Figure 4: SwiGLU activation function

After that, I read the RoFormer: Enhanced Transformer with Rotary Position Embedding because the Llama architecture uses Rotary Position Embedding (RoPE) to encode the positional information to the attention mechanism instead of using the learned absolute positional encodings as done in the original Transformer architecture.

Rotary Position Embedding (RoPE)

Rotary Position Embedding encodes the absolute position with the rotation matrix and naturally incorporates the explicit relative position dependency into the self-attention mechanism. After we multiply the input embedding with parameterized matrices, the two embedding vectors which correspond to query and key is converted into a complex number representation. Then, the complex number is represented as a multiplication matrix which will contain the rotation matrix and weight matrices. The rotation matrix is used to encode the absolute position information because the degree of rotation is proportional to the position of the token in the sequence. Then we calculate the inner product of the rotated query and key vectors to calculate the attention scores which incorporates the relative position information and the inner product of query and key embedding vectors only depends on the distance between them.

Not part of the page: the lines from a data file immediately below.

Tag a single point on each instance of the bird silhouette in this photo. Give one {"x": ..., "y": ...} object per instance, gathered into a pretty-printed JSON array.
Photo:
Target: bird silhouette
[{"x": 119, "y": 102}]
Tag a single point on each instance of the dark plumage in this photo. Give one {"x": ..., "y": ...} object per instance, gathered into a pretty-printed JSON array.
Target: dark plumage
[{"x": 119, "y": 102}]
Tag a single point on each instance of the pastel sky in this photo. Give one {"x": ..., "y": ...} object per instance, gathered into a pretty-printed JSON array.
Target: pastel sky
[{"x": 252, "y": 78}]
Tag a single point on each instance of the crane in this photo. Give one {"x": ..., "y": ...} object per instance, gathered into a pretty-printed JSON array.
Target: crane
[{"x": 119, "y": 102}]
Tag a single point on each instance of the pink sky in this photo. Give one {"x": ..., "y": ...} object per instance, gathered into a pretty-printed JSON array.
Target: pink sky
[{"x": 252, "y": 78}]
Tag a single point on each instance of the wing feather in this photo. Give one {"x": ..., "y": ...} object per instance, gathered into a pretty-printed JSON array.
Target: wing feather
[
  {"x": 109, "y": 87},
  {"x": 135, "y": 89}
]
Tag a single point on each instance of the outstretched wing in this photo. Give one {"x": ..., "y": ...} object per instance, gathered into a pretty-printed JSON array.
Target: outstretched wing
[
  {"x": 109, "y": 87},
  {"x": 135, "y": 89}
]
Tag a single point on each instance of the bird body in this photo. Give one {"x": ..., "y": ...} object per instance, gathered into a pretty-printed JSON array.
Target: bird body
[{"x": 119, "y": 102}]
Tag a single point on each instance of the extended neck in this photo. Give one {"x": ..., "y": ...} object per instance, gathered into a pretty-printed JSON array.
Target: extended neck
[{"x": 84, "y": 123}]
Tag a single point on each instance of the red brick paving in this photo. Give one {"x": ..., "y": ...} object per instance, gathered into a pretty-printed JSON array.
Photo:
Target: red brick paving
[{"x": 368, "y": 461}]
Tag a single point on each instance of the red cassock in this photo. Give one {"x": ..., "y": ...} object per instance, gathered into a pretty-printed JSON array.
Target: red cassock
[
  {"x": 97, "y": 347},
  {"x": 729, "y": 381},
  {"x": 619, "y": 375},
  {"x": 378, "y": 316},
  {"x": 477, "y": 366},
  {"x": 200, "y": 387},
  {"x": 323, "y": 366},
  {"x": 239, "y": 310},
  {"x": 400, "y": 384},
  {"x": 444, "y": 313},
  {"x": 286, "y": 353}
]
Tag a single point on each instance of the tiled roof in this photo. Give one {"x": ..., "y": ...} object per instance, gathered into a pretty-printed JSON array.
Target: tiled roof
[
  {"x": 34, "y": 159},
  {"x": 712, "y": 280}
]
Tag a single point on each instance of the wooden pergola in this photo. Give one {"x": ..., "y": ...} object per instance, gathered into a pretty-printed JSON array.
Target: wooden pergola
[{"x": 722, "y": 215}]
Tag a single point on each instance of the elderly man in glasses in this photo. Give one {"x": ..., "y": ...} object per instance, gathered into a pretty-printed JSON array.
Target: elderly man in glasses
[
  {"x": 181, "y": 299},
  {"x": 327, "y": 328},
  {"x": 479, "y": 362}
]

Figure 5: Multiplication Matrix of RoPE

Rotary Position Embedding uses a rotation matrix to encode positional information to the attention rather than adding absolute position encoding vectors to the queries and keys as done in relative positional embedding which resolves the essence of extra computation as well. RoPE uses the concept of complex numbers and Euler’s formula to encode positional information to the attention mechanism.

Figure 6: Rotary Position Embedding

Absolute Positional Encodings Vs Relative Positional Encodings - Absolute positional encodings are fixed vectors that are added to the embedding vectors of a token to represent its absolute position in the sentence. So, it deals with one token at a time. You can think of it as the pair (lantitue, longitude) on a map: each point on earth has a unique pair of coordinates. - Relative positional encodings, on the other hand, deals with two tokens at a time and it is involved when we calculate the attention: since the attention mechanism captures the “intensity” of how two words are related to each other, relative postional encodings tell the attention mechanism the distance between two words involved in it. So, give two tokens, we create a vector that represents the distance between them. Relative positional encodings were introduced in the paper “Self-Attention with Relative Position Representations” by Shaw et al. (2018)“.